Population control, including its First World variant of anti-family materialism, has become far too successful. The world's population growth rate maxed out in 1965 and has been in sharp decline."The unprecedented fall in fertility rates that began in postwar Europe has, in the decades since, spread to every corner of the globe, affecting China, India, the Middle East, Africa and Latin America," says Mr. Mosher. "The latest forecasts by the United Nations show the number of people in the world shrinking by midcentury, that is, before today's young adults reach retirement age." The birthrate of Europe taken as a whole, from Ireland to Russia, is only 1.5 children per woman in her lifetime, far below the minimal replacement rate of 2.1. Latin America's is down to 2.4 and dropping fast. China's is 1.7. South Korea's is a mere 1.1. The United States is the only developed country at or above replacement rate; we're right at 2.1. It used to be that folks relied on their children to help them on the farm or in their businesses, and especially in their old age. Economic incentives encouraged childbearing. But now socialism has taken over that role of families. "

As [demographer] Phillip Longman has remarked, the modern nanny state has created a strange new world in which the most 'successful' individuals in material terms are the most 'unfit' in biological terms,"
Mr. Mosher writes."In all previous ages of human history wealth and children went hand-in-hand." This brave new world in which children are both culturally and economically undesired could lead to the dissolution of whole societies, particularly Western ones, as they age and their social security systems go bankrupt through a dearth of taxpaying young people, Mr. Mosher suggests. The abandonment of biblical values, led by the Church of England in 1930 when it became the first major Christian denomination to endorse contraception, is in this area, as in so many others, leading the world down a self-destructive path. At least Western societies are rich. Other nations facing rapid population aging, from China to Mexico, are still poor on a per-capita basis. This population bomb could become the greatest cost of population control.

Mr. Mosher provides the material to counteract the overpopulation myth still dominant in the mainstream media, and peppers his straightforward text with illustrative stories from real people's lives. Ever since he became the first Western social scientist to document the forced abortions going on as part of China's Western-supported population control program 30 years ago, Mr. Mosher has been waging a campaign against the population controllers of the Earth. Cracks in the facade of the overpopulation myth have been growing in the past few years as liberal experts and a few mainstream journalists have recognized the dangers of plunging birthrates and the harm done to millions of forcibly sterilized Third World women.
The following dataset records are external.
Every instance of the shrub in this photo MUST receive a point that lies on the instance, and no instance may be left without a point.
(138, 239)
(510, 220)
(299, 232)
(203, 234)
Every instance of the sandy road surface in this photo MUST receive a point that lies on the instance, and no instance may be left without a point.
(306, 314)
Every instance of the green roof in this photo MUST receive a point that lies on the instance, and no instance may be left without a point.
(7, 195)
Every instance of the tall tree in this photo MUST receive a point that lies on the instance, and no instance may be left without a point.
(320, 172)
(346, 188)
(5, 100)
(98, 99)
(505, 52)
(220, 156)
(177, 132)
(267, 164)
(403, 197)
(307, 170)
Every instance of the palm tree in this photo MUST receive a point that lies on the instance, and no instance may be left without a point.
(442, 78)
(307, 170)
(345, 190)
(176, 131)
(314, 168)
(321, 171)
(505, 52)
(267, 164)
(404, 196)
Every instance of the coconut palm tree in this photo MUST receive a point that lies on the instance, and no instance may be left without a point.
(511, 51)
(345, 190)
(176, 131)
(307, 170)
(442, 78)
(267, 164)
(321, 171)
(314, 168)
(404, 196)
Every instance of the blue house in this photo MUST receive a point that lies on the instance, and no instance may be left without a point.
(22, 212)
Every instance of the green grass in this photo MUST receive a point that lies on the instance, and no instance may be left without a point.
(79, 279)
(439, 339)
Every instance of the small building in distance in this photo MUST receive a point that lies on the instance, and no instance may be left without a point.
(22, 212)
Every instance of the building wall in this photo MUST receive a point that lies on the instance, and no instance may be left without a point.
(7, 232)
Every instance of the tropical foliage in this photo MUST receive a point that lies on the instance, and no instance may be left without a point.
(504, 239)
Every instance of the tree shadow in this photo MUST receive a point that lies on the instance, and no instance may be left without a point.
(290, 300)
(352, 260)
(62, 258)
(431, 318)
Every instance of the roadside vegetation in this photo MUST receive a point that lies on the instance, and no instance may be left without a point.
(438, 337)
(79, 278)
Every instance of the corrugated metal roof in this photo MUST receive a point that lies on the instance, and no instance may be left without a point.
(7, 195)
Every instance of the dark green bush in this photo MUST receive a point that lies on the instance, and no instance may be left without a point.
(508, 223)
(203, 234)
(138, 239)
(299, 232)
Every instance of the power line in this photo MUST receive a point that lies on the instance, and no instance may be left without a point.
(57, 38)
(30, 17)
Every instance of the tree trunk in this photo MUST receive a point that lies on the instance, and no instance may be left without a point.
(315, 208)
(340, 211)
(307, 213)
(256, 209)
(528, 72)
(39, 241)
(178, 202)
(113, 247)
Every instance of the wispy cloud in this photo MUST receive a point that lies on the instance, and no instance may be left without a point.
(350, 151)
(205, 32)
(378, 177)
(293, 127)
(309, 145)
Though these latecomers may never admit it, Mr. Mosher's has been one of the voices crying against the anti-people movement for a long time, and his latest book should be read by all those who want to know why thriving human populations are reasons to rejoice rather than fear. Joseph A. D'Agostino is a freelance journalist writing a book tentatively titled "Triumph of Patriarchy." He is former vice president for communications at Population Research Institute and former associate editor of Human Events.